|ZFIN ID: ZDB-PUB-190425-8|
penner/lgl2 is required for the integrity of the photoreceptor layer in the zebrafish retina
Kujawski, S., Sonawane, M., Knust, E.
|Source:||Biology Open 8(4): (Journal)|
|Registered Authors:||Knust, Elisabeth, Kujawski, Satu, Sonawane, Mahendra|
|Keywords:||Adhesion, Apico-basal polarity, Lamination, Plexiform layer|
|PubMed:||31015218 Full text @ Biol. Open|
Kujawski, S., Sonawane, M., Knust, E. (2019) penner/lgl2 is required for the integrity of the photoreceptor layer in the zebrafish retina. Biology Open. 8(4):.

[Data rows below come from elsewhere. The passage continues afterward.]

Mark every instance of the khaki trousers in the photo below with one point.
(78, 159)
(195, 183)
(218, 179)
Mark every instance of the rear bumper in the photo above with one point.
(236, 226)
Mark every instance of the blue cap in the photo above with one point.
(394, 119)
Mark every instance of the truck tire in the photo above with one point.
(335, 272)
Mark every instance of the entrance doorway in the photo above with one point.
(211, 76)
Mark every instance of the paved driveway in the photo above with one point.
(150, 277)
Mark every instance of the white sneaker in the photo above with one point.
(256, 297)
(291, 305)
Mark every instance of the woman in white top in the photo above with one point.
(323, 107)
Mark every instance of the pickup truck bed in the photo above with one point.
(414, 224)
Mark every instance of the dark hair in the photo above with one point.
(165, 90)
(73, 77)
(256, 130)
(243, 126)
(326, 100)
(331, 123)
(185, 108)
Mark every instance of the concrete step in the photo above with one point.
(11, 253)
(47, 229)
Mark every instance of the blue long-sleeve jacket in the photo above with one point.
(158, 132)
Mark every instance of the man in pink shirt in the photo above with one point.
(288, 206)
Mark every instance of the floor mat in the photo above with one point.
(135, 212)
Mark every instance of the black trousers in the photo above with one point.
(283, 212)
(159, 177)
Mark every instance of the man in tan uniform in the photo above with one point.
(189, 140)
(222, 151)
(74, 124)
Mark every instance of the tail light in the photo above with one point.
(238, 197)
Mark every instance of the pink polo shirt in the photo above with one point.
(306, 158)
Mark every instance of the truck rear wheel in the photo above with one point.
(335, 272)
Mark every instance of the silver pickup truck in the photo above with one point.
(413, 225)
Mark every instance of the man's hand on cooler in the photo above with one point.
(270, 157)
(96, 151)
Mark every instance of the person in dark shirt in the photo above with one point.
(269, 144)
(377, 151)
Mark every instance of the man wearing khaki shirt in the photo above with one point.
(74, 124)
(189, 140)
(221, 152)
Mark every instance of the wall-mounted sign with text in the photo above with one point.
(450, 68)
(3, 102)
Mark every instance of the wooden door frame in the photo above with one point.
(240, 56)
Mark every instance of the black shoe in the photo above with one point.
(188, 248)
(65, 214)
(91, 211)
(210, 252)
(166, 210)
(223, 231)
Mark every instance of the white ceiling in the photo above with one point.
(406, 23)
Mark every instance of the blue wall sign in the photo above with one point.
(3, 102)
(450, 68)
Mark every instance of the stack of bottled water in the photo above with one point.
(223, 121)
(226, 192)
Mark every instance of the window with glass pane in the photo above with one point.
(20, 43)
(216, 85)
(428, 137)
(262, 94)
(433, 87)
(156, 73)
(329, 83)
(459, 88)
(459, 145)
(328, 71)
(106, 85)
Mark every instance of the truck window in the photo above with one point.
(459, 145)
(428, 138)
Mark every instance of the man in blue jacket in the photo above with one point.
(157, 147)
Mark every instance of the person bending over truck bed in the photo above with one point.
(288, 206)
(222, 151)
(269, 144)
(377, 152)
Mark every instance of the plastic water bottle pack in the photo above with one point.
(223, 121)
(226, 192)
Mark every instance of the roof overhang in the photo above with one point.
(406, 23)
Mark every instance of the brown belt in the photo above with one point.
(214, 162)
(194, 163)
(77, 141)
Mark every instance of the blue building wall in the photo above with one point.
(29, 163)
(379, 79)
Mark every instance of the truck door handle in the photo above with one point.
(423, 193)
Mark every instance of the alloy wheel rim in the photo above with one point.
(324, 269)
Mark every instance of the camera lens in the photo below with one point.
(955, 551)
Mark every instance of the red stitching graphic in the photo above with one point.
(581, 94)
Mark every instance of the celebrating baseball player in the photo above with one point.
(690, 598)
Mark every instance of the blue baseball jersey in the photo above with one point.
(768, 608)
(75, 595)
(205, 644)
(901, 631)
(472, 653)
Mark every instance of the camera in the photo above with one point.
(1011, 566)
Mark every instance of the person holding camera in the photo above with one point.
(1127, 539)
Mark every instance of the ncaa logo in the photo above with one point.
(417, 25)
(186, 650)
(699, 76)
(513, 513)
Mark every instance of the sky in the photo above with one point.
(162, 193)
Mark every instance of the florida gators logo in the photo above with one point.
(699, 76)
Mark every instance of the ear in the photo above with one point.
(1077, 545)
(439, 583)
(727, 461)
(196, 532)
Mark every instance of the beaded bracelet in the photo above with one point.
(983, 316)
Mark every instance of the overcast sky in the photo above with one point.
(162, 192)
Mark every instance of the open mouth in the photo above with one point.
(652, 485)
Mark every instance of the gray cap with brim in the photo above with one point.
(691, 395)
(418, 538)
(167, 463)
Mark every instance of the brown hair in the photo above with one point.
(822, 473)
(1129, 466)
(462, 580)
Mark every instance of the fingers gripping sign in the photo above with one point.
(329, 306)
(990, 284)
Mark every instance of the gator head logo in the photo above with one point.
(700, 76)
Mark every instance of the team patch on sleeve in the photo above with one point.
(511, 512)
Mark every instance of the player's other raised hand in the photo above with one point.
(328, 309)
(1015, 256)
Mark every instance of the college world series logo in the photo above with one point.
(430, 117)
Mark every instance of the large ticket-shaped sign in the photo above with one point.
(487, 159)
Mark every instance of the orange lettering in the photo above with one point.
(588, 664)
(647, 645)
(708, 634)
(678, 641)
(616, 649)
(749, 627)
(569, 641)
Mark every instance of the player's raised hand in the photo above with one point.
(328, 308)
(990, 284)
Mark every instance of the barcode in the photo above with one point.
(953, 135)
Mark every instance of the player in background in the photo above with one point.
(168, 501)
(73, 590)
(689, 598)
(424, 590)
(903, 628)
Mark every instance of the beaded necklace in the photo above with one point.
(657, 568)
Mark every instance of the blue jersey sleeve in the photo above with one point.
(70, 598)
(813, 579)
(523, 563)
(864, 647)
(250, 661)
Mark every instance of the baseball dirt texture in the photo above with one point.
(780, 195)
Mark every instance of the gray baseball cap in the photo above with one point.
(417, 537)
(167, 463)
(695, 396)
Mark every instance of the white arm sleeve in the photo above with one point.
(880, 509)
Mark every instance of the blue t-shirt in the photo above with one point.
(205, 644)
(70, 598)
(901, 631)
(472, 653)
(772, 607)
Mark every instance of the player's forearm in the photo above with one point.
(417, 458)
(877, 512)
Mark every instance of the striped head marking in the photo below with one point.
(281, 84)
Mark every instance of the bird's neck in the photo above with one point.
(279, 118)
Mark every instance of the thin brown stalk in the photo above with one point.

ABSTRACTThe vertebrate retina is a complex tissue built from multiple neuronal cell types, which develop from a pseudostratified neuroepithelium. These cells are arranged into a highly organized and stereotypic pattern formed by nuclear and plexiform layers. The process of lamination as well as the maturation and differentiation of photoreceptor cells rely on the establishment and maintenance of apico-basal cell polarity and formation of adhesive junctions. Defects in any of these processes can result in impaired vision and are causally related to a variety of human diseases leading to blindness. While the importance of apical polarity regulators in retinal stratification and disease is well established, little is known about the function of basal regulators in retinal development. Here, we analyzed the role of Lgl2, a basolateral polarity factor, in the zebrafish retina. Lgl2 is upregulated in photoreceptor cells and in the retinal pigment epithelium by 72 h post fertilization. In both cell types, Lgl2 is localized basolaterally. Loss of zygotic Lgl2 does not interfere with retinal lamination or photoreceptor cell polarity or maturation. However, knockdown of both maternal and zygotic Lgl2 leads to impaired cell adhesion. As a consequence, severe layering defects occur in the distal retina, manifested by a breakdown of the outer plexiform layer and the outer limiting membrane. These results define zebrafish Lgl2 as an important regulator of retinal lamination, which, given the high degree of evolutionary conservation, may be preserved in other vertebrates, including human.